Sacramento County retirement executive raises not needed
By now, most everybody’s heard about the hefty pay raises the board of the Sacramento County Employees’ Retirement System has approved for six of the county’s top executives. We’re talking 13 to 22 percent increases for people already making six-figure salaries: the retirement administrator, two investment officers, an operations officer, a benefits officer and the general counsel.
It doesn’t seem to matter that our county supervisors will likely vote not to approve the raises. SCERS seems determined to give them anyway. The organization may even sue the county so as to go forward with the plan.
This has got to be a joke.

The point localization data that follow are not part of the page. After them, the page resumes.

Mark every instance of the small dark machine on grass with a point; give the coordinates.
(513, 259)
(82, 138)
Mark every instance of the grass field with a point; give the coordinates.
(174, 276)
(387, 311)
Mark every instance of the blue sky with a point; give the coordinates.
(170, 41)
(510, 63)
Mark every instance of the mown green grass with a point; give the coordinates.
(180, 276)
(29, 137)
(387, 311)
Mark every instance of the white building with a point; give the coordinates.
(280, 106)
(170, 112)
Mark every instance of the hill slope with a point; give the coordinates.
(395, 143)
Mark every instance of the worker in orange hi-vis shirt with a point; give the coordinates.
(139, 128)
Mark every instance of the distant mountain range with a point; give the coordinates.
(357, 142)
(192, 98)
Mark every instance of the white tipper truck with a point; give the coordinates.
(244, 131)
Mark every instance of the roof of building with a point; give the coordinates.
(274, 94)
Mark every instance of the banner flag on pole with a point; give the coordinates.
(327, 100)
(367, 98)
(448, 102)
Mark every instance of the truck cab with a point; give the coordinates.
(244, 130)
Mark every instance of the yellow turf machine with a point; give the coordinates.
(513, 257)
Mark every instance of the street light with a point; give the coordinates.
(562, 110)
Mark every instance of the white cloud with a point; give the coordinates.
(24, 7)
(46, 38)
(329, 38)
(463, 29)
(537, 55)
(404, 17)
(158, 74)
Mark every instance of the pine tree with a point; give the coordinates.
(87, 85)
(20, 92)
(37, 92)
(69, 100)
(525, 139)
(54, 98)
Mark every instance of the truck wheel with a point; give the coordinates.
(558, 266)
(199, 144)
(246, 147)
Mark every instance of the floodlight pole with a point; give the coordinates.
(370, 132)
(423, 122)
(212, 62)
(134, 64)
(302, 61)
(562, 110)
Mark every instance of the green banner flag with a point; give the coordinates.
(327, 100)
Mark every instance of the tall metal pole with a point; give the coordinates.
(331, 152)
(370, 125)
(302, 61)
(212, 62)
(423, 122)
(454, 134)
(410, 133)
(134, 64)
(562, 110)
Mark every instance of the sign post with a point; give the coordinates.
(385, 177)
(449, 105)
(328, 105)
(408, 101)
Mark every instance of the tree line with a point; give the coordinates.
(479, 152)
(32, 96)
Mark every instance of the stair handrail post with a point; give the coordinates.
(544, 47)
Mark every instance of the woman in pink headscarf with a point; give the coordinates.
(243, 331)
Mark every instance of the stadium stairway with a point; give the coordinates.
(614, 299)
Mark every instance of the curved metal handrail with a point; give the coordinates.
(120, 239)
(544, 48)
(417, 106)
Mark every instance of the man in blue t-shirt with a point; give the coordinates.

Somebody please remind SCERS that we’re staring down a $90 million deficit in Sacramento County, that we’re in the fourth consecutive year of layoffs, budget cuts and service reductions, that we’re still, generally speaking, in a recession.
Clearly, now is no time for pay hikes at the top. The fact that we’re even debating it illustrates a glaring need to continue the conversation that was begun last fall (thank you, Occupy movement) around basic income inequality.
In the case of the executive raises, Sacramento County Supervisor Phil Serna said it best: At a time of unprecedented budget austerity, pushing executive pay hikes “speak volumes about a lack of common sense.”
SCERS board members? It’s time to find some.